Let $(X, \mathcal{M})$ be a measurable space and let $f_1, f_2, … : X \longrightarrow [-\infty, \infty]$ be measurable functions. Then $\{x \in X: \lim\limits_{n \to \infty} f_n(x) \text{ exists in } [-\infty, \infty]\} \in \mathcal{M}$.
My professor gave this as an extra problem during the spring term, and in reviewing my notes I realized I never finished this one.
I know that if for all $x \in X$, $f_n(x) \to f(x)$, then $f(x)$ is measurable, but I'm having difficulty dealing with this situation, where the $f_n(x)$ might not converge for all $x$.
My professor suggested that we start by showing that $\{x \in X: f_n(x) \to 12\} \in \mathcal{M}$, which I've done:
We know that $\limsup\limits_{n \to \infty} f_n(x)$ and $\liminf\limits_{n \to \infty} f_n(x)$ are measurable functions, and that for all $x$, $f_n(x) \to 12$ if and only if $\limsup\limits_{n \to \infty} f_n(x) = \liminf\limits_{n \to \infty} f_n(x)=12$. Thus
$$\{x \in X: f_n(x) \to 12\} = \{x \in X: \limsup\limits_{n \to \infty} f_n(x)= 12\} \cap \{x \in X: \liminf\limits_{n \to \infty} f_n(x)= 12\}$$
is in $\mathcal{M}$ since it is the intersection of two sets in $\mathcal{M}$.
I'm not sure how to adapt this to the situation at hand, though.
Best Answer
Here is an approach essentially from first principles: we can write $$ \{x\in X:\lim_{n\to\infty}f_n(x)\;\mathrm{exists}\}=A\cup A_{\infty}\cup A_{-\infty} $$ where $A_{\pm\infty}$ are the sets of $x$ such that the limit is equal to $\pm\infty$ respectively, and $A$ is the set of $x$ such that the limit exists and is real.
Now $\lim_{n\to\infty}f_n(x)=\infty$ if for all $M\geq 1$ there exists $N$ such that $f_n(x)\geq M$ for all $n\geq N$. Therefore $$ A_{\infty}=\bigcap_{M=1}^{\infty}\bigcup_{N=1}^{\infty}\bigcap_{n=N}^{\infty}\{x:f_n(x)\geq M\}$$ hence is measurable.

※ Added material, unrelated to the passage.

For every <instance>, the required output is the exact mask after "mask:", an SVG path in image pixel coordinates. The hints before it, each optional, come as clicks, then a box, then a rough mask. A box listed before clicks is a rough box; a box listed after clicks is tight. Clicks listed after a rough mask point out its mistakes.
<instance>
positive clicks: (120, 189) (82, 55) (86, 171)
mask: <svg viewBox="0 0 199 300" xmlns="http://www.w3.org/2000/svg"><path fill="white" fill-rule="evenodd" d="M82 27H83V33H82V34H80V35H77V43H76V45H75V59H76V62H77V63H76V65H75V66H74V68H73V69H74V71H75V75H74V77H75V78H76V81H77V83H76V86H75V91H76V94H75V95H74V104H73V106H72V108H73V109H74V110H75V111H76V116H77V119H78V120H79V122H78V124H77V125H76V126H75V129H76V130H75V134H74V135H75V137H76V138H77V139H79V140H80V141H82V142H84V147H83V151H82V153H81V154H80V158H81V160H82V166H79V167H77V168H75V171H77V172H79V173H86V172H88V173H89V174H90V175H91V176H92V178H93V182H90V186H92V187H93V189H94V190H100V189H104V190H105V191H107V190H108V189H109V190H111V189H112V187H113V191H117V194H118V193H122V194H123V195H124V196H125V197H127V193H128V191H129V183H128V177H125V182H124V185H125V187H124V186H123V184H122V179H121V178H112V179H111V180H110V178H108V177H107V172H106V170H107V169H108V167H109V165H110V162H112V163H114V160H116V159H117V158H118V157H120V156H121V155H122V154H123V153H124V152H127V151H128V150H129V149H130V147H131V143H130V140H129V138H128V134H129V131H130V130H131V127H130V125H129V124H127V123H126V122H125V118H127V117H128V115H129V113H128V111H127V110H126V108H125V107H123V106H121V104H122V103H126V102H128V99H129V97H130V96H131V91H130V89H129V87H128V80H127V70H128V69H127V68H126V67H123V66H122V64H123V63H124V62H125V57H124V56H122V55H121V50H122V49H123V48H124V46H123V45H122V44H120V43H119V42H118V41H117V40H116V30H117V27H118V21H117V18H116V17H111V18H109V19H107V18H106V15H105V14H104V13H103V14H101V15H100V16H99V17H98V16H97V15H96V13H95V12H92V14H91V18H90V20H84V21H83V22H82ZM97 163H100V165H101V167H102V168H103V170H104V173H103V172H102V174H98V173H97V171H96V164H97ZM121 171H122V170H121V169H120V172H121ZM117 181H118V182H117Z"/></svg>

A similar argument works for $A_{-\infty}$.
Finally, $\{f_n(x)\}$ converges to a real number if and only if $f_n(x)$ is real for all but finitely many $n$ and $\{f_n(x)\}$ is a Cauchy sequence, hence $$ A=\bigcap_{k=1}^{\infty}\bigcup_{N=1}^{\infty}\bigcap_{m,n=N}^{\infty}\bigcup_{r\in\mathbb{Q}}\{x:r-k^{-1}<f_n(x),f_n(x)<r\}$$ which is measurable.